Segundo pesquisadores da Universidade de Tecnologia de Swinburne, na Austrália, a estrela apresentou um aumento suave de luminosidade durante aproximadamente uma hora antes de retornar ao seu estado normal. O comportamento observado não corresponde aos padrões conhecidos de explosões estelares, supernovas ou outros eventos astronômicos comuns.
De acordo com os cientistas, o evento permaneceu sem explicação definitiva durante vários anos. A equipe analisou diferentes hipóteses para compreender o que poderia ter provocado a alteração temporária no brilho da estrela.
Após novas investigações, os pesquisadores concluíram que uma das possibilidades mais plausíveis envolve a passagem de um objeto extremamente compacto diante da estrela, produzindo um efeito conhecido como lente gravitacional.
Conforme o estudo, o objeto recebeu o nome de Phoebe e seria um candidato a buraco negro primordial uma categoria teórica de buracos negros que pode ter surgido logo após o Big Bang.

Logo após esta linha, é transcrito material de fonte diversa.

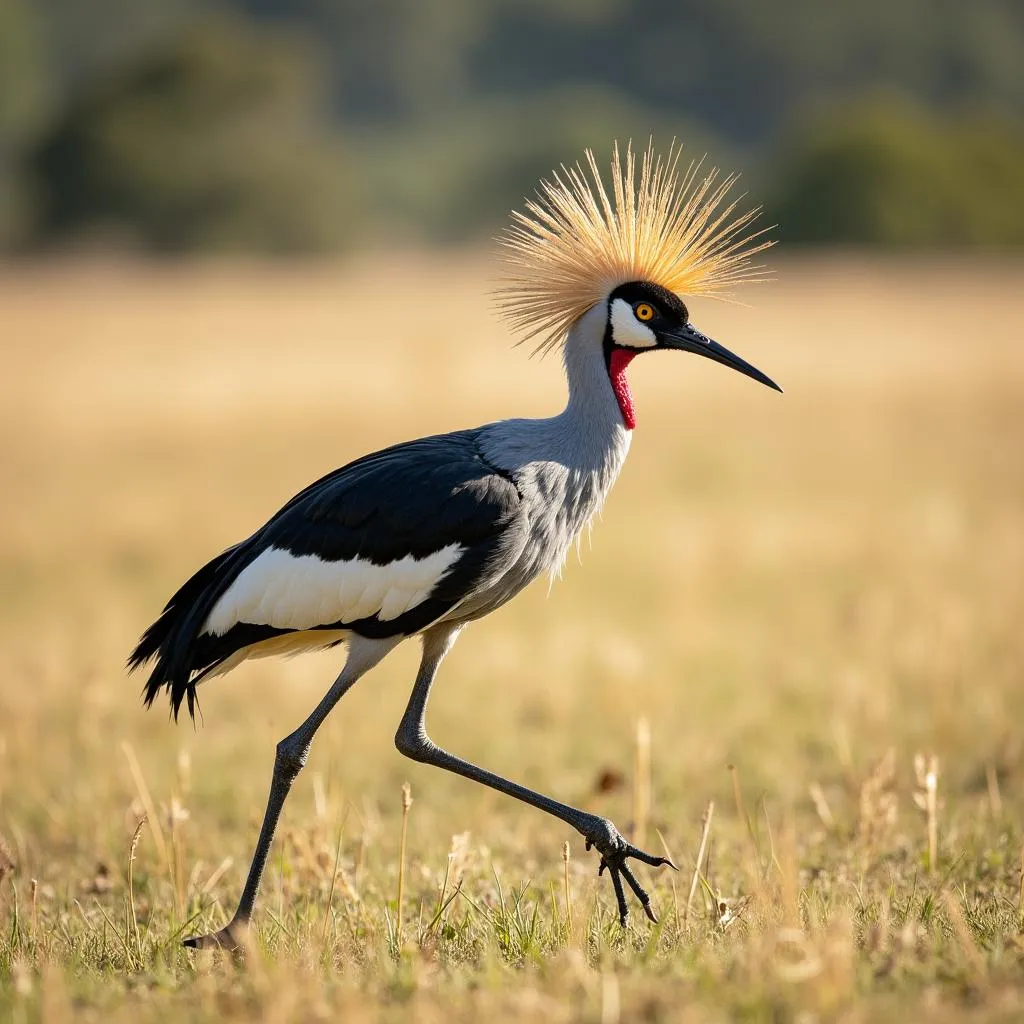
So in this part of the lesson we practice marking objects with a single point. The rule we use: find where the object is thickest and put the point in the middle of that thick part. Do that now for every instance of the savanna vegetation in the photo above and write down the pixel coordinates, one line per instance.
(303, 125)
(792, 655)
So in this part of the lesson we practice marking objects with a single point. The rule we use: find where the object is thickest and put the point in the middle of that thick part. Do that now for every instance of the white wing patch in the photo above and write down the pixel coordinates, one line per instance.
(627, 330)
(300, 592)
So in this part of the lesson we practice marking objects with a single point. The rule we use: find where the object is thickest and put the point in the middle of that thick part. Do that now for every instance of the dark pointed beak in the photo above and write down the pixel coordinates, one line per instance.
(689, 339)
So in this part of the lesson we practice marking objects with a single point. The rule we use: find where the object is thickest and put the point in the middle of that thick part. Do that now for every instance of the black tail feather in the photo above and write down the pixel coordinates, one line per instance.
(171, 639)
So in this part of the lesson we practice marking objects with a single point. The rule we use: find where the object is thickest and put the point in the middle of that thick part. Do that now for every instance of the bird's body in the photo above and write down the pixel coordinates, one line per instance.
(439, 530)
(422, 538)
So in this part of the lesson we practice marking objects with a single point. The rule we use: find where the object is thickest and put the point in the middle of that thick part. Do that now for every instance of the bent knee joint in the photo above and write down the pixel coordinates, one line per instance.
(290, 760)
(414, 742)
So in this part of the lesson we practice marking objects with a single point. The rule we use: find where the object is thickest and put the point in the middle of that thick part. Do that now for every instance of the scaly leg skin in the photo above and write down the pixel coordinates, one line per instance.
(412, 739)
(292, 753)
(614, 851)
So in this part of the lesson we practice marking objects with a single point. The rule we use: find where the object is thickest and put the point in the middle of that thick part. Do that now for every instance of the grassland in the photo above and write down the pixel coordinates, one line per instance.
(823, 590)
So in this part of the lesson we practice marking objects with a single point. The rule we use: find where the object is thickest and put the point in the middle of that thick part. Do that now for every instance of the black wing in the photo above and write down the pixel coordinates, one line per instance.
(412, 499)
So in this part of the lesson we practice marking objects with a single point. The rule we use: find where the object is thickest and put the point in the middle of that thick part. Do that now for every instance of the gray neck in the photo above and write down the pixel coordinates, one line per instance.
(588, 438)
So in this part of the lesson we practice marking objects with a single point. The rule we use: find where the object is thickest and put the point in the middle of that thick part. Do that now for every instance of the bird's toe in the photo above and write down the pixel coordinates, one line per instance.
(230, 939)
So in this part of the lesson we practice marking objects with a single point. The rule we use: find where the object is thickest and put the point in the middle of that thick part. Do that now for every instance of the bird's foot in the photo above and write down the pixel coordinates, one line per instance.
(614, 851)
(231, 938)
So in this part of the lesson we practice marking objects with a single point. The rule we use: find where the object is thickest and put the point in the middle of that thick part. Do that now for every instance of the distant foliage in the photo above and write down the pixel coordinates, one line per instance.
(296, 125)
(205, 141)
(888, 175)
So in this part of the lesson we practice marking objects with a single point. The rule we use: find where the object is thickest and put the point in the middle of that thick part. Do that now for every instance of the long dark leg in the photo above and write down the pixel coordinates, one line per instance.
(412, 739)
(291, 756)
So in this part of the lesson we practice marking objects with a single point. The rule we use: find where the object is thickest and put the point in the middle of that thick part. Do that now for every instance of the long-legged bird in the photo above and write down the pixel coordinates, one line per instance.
(422, 538)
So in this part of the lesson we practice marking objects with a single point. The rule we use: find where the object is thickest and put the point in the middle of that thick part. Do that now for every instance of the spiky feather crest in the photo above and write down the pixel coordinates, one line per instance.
(574, 243)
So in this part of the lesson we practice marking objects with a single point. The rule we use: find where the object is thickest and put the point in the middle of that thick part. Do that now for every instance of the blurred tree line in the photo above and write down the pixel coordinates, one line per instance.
(298, 125)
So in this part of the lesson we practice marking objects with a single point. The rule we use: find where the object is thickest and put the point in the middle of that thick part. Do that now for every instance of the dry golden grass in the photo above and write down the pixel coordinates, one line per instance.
(824, 590)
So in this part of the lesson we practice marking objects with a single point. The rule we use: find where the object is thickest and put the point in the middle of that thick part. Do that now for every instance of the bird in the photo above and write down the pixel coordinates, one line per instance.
(423, 538)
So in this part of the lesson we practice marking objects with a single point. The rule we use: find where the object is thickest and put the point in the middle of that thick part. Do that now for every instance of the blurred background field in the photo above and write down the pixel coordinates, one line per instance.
(304, 125)
(245, 242)
(813, 588)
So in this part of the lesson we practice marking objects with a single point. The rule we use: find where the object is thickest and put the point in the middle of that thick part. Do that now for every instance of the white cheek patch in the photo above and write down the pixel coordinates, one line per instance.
(627, 330)
(300, 592)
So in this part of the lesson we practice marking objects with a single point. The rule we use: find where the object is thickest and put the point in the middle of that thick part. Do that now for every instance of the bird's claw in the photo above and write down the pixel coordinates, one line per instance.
(230, 939)
(614, 852)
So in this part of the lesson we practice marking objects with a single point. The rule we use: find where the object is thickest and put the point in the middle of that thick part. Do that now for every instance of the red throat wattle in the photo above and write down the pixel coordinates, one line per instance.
(621, 358)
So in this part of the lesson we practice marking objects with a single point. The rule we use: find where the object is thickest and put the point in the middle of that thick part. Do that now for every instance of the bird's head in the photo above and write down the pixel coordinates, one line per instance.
(644, 317)
(660, 235)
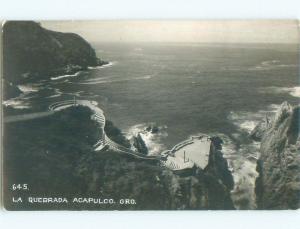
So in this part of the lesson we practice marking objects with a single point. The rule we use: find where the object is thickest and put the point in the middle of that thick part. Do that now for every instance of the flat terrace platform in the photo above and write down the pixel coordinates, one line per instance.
(189, 153)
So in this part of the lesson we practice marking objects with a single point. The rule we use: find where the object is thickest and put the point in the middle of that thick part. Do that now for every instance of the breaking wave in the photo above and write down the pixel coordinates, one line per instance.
(241, 160)
(293, 91)
(66, 76)
(271, 64)
(16, 103)
(103, 80)
(110, 64)
(153, 141)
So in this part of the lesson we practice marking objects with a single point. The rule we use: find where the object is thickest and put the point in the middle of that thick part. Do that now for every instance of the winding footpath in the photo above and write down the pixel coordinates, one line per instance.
(100, 118)
(184, 155)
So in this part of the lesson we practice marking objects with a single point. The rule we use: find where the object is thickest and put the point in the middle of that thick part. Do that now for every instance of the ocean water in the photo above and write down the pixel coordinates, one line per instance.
(185, 89)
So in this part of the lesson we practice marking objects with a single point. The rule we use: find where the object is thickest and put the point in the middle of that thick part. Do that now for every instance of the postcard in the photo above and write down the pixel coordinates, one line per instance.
(150, 115)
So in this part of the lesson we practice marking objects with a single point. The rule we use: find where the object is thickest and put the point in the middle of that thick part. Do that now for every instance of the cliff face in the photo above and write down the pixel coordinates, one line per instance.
(31, 52)
(61, 162)
(156, 187)
(278, 184)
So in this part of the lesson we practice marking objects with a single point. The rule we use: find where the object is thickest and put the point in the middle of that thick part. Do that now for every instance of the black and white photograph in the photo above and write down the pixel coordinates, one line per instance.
(107, 115)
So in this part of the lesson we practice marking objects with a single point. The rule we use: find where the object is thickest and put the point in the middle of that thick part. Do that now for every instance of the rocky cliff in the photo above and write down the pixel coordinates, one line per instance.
(278, 184)
(31, 53)
(61, 162)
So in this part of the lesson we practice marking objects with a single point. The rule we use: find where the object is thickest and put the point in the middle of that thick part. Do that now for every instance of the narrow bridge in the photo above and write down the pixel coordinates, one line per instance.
(100, 118)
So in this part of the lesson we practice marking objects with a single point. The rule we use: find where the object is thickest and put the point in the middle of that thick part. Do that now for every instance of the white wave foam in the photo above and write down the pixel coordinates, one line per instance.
(242, 164)
(272, 64)
(110, 64)
(27, 88)
(153, 141)
(65, 76)
(293, 91)
(57, 93)
(104, 80)
(16, 103)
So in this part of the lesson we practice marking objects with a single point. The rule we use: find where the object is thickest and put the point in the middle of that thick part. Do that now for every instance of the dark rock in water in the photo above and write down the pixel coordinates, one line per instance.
(10, 90)
(68, 166)
(153, 129)
(258, 132)
(139, 144)
(278, 186)
(31, 52)
(217, 141)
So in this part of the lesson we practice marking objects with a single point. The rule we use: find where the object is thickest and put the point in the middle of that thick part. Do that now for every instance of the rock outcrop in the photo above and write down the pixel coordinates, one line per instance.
(31, 53)
(140, 144)
(278, 184)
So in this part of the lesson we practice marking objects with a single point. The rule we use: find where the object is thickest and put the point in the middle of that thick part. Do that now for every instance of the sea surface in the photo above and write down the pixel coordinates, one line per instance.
(185, 89)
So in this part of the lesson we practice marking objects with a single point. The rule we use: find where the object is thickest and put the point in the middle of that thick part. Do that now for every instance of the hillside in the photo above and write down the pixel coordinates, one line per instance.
(32, 53)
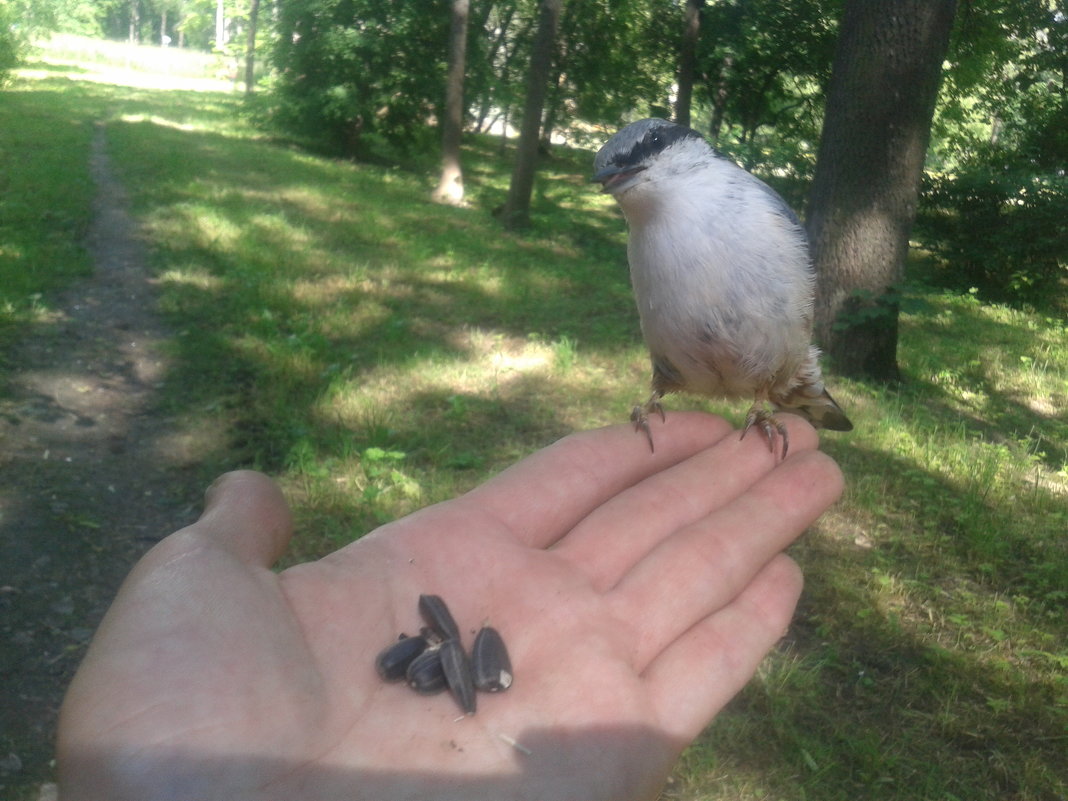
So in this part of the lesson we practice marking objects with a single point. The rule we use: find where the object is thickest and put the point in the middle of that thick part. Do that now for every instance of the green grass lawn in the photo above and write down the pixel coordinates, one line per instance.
(377, 352)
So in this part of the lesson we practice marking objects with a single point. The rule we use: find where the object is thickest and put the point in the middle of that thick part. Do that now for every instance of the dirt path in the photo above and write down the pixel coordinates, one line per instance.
(88, 481)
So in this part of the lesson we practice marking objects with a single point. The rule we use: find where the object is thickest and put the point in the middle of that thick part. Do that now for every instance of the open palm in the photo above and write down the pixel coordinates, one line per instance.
(637, 594)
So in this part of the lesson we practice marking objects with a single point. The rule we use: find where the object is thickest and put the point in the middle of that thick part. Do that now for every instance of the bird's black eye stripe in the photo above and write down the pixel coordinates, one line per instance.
(655, 141)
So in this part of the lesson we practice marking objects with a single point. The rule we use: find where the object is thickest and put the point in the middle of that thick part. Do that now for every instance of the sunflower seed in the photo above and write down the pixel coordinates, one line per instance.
(490, 665)
(426, 675)
(392, 662)
(457, 670)
(438, 616)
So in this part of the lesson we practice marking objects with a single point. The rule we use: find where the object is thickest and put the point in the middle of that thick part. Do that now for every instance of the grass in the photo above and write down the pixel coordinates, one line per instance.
(378, 352)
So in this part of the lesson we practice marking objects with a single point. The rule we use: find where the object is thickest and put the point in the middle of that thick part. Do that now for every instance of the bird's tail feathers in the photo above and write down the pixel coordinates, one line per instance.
(822, 411)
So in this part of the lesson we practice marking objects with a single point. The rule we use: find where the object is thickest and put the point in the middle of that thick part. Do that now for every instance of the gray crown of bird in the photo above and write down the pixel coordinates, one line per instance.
(722, 277)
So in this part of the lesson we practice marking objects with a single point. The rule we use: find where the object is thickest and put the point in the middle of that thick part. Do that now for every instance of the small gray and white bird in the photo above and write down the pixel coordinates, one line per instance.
(722, 277)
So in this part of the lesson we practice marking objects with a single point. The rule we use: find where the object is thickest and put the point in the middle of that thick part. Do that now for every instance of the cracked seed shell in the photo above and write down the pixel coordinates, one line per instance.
(490, 665)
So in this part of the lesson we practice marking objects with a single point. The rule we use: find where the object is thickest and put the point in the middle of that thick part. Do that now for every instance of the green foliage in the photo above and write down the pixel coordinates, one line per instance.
(378, 352)
(361, 74)
(766, 66)
(614, 57)
(1000, 230)
(45, 193)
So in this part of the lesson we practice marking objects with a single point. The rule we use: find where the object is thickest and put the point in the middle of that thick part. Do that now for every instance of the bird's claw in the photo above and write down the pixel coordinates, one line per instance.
(769, 424)
(640, 417)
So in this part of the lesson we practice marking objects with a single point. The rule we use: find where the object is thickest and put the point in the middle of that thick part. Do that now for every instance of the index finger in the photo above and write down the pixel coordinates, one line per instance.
(542, 498)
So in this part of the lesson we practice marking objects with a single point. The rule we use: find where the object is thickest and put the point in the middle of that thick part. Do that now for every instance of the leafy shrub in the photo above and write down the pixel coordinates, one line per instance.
(1000, 230)
(360, 76)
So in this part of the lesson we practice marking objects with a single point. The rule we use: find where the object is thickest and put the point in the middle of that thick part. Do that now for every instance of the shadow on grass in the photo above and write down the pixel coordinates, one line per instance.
(330, 316)
(912, 666)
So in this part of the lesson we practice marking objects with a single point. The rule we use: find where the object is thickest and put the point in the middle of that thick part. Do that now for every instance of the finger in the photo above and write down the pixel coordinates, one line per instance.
(616, 535)
(701, 671)
(246, 513)
(704, 566)
(546, 495)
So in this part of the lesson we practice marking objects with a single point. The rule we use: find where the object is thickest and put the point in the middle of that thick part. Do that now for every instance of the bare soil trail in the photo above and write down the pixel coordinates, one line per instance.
(89, 477)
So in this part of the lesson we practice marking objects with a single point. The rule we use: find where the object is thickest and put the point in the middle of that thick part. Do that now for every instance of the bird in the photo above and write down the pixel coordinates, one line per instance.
(722, 277)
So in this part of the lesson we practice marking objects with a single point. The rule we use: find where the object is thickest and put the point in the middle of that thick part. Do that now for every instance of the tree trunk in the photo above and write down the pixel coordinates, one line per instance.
(688, 61)
(250, 49)
(886, 72)
(516, 211)
(220, 26)
(451, 187)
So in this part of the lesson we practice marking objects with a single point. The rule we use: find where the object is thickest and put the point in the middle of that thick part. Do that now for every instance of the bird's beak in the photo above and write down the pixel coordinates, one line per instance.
(612, 177)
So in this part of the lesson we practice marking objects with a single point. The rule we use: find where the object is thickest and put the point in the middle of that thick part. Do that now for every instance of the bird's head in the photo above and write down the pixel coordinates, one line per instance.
(647, 151)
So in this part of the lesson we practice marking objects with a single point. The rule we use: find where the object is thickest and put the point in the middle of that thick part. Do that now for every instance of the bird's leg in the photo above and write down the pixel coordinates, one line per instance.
(758, 414)
(640, 415)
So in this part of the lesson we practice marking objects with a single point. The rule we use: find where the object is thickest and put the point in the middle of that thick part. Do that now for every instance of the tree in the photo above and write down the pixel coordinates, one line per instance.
(451, 187)
(884, 83)
(766, 65)
(360, 76)
(516, 211)
(250, 49)
(688, 61)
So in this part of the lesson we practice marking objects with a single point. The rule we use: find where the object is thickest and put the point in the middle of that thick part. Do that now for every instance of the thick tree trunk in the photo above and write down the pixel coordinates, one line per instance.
(688, 61)
(451, 187)
(516, 211)
(886, 72)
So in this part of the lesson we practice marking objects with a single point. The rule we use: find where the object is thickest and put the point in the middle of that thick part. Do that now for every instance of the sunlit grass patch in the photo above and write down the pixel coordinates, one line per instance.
(377, 352)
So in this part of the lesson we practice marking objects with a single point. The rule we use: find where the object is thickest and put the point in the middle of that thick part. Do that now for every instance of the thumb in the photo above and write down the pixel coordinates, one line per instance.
(246, 513)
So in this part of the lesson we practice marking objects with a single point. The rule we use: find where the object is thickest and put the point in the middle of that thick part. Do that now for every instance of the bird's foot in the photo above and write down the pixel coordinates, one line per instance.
(769, 424)
(640, 417)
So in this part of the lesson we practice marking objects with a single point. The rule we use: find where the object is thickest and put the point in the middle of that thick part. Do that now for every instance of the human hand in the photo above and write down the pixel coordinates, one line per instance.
(637, 594)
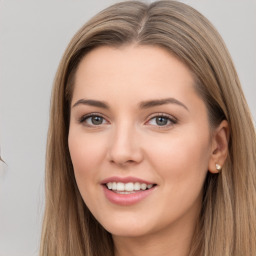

Segundo a pesquisa, Phoebe teria uma massa equivalente a aproximadamente três vezes a massa da Lua e estaria localizado a cerca de 59 mil anos-luz da Terra.
Caso a hipótese seja confirmada, a descoberta poderá fornecer novas evidências sobre a existência dos chamados buracos negros primordiais, considerados por alguns cientistas uma possível explicação para parte da matéria escura presente no universo.
A identificação de um buraco negro primordial representaria um avanço significativo para a astrofísica moderna. Esses objetos permanecem apenas no campo teórico e nunca foram observados diretamente de forma conclusiva.
Segundo os pesquisadores, novos levantamentos astronômicos e futuras observações poderão ajudar a confirmar se o evento registrado em 2019 realmente foi causado por Phoebe ou se outra explicação física será necessária.
Enquanto isso, o fenômeno segue sendo um dos casos mais curiosos observados nos últimos anos e reforça o quanto ainda existe para ser descoberto sobre os mistérios do universo.